See the source image
http://2.bp.blogspot.com/-o8eL4aH5Thg/TlhwexcKmFI/AAAAAAAACpM/saqkwzfngSM/s320/NARSEY+GOLD+C4.5

What was eight times higher in St. George during the 1880’s than during the 1850’s?
a.                  The number of children
b.                  Inflation
c.                   The number of unmarried women
d.                  The number of less active members
Yesterday’s answer:
A.                  Reduced rates for the paper
[The Nauvoo Neighbor] discounted rates for favorable reporting of Mormonism were extended to merchants as far away as St. Louis. The most reasonable rates, however, were given to Nauvoo merchants. But when merchant’s complained of advertising costs, editors assured them that “the first thing the business man refers to, is the advertising page.” To alleviate complaints, the editors informed subscribers needing a buggy, a cook stove, ready-made clothing, straw hat, or a ferry ride to look no farther than Nauvoo. Whether they needed a watchmaker, jeweler, tailor, dentist, doctor, shoe maker, gunsmith, tin maker, music teacher, or attorney, such services were available in Nauvoo.
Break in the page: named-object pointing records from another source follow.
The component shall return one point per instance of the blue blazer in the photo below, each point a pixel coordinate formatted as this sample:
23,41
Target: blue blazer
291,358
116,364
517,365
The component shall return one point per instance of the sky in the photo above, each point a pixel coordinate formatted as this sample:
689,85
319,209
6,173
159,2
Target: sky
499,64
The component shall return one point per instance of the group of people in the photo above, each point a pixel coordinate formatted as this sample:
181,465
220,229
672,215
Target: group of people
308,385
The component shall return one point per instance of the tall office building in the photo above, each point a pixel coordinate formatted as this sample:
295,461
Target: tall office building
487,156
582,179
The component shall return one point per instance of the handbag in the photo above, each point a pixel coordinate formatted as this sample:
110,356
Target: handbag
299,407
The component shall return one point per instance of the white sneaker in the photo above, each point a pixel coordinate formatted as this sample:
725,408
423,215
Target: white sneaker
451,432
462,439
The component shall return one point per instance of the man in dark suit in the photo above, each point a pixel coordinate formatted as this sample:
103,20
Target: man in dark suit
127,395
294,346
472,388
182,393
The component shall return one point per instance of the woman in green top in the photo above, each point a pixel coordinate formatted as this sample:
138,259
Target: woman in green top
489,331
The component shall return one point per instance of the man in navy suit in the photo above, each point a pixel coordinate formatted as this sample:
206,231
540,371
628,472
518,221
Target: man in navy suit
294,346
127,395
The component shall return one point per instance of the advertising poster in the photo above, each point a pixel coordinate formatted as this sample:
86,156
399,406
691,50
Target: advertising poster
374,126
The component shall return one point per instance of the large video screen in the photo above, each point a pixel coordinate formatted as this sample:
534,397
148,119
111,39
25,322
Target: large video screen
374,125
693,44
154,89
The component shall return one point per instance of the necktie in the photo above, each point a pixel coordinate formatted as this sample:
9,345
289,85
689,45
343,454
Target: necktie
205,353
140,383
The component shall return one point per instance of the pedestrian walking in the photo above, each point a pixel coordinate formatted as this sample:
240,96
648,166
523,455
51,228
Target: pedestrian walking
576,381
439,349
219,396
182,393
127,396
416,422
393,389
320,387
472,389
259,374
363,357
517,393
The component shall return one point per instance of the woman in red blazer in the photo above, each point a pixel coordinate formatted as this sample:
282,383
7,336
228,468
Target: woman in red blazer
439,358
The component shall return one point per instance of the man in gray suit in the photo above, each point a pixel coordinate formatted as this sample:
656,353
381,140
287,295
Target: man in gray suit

To support merchants manufacturing goods in town and to “establish a uniformity in the prices,” The Neighbor printed a weekly price list for “all kinds of produce, groceries, etc. etc.” When the editors noted exorbitant prices for specific products, they printed, “Let not such a sin sport Nauvoo.”

Susan Easton Black, Nauvoo Neighbor, The Latter-day Saint Experience at the Mississippi River, 1843-1845, BYU Studies, Vol. 51, Number 3, 2012, 160.